这天听故事的小孩比较少,和尚早早收摊去药房抓药。

抓完药没什么事,提议回禅房下棋。

哈四不会下棋,就在回寺路上买了本教学书籍现学现卖。

到了东宁寺,瞧见门口停了辆马车,坐车的、赶车的都已然入寺。

回到禅房,大师兄正在会客,二人不便打扰,就想去旁边的小院。

乘通正好有事找他,唤道:“师弟,你们过来。”

乘行整整僧袍进入禅房,上去前打个佛礼:“阿弥陀佛,不知师兄何事传唤?”

“我给你介绍一下,这位是菱花庄园的管家,名叫单贵,他来咱们寺院有事相求。”

跟着掏出一份请帖,递到乘行的手里。

原来五天之后,也就是四月十九,就是单琨单庄主的四十寿辰。

单庄主不想广发请帖,大摆宴席,因为那样生意上的伙伴,农猎两边的代表,交情不错的将军,甚至官面上的朋友都得来。

他们来,肯定得带礼物,收与不收都落话柄。万一因为寿宴耽误正事,心里过意不去。

最后一方面,夫人喜静,逐一会见宾客太麻烦,所以家里吃顿寿宴就好。

入席之前,需沐浴更衣,沐浴期间,想请一个和尚诵经念佛以安躁心,告诫自己一啄一饮来之不易。

乘通主寺无暇分身,就想派二师弟乘行前往。

乘行明白,这是师兄照顾自己。去菱花庄园诵趟经,单庄主定有打赏。

派到头上,不好推辞,当场应承下来。

听说要去菱花庄园,老哈也想见识见识;乘行一人难免寂寞,两人正好作伴。

回城路上,老哈一直在寻思,参加单庄主的寿宴,最好弄身好行头,不然可能让人家轰出去。

逛两家成衣铺,买了两套不同格纹的水田衣,换上一套,收装一套,哼着小曲往回走。

转过两条小十字街,看见老师正逛点心铺,喊了两声没人搭理,走过去瞧,人已消失不见。

莫名其妙地回进小院,发现老师正和两名女子谈话,其中一位无外谭瑾莹,另一个好像在哪见过。

沈策招招手:“老哈,你过来。

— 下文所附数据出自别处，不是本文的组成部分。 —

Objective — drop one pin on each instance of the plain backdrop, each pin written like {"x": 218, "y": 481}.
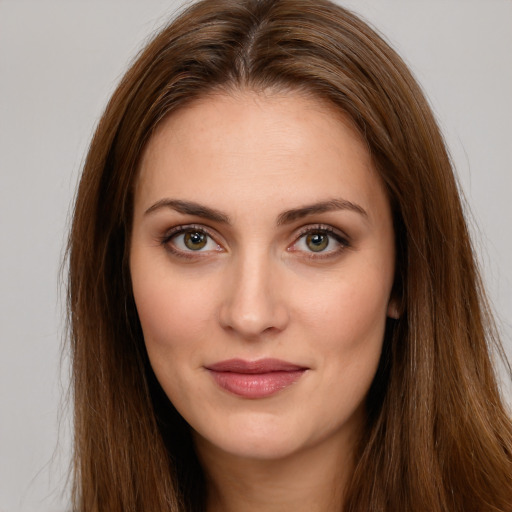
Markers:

”

哈四紧忙上前:“师父,您刚才怎么不理我?”

“什么刚才?快点见过你四师叔。”

“噢......我想起来了,这位是跟师父合作演戏的那位。”

认出此人,跪在地上恭恭敬敬叩了个头:“四师叔在上,哈四礼过去了。”

李霖语抬下了手:“起来吧。”

“多谢师叔。”

“你叫哈四?”

“对,哈哈哈笑的哈,一二三四的四。”

“刚才买衣服去了?”

“师叔好眼力。”

“打算出门。”

“出个小门。”

“去哪呀?”

“四月十九是单琨单庄主的寿辰,我借乘行和尚的光跟着长点见识。”

“买这么早?还好几天呢。”

“恐老师另有指派,提前买了好。”

沈策言道:“老哈,你要去菱花庄园?”

“是。”

“好好跟着乘行大师,别在寿宴上惹事。”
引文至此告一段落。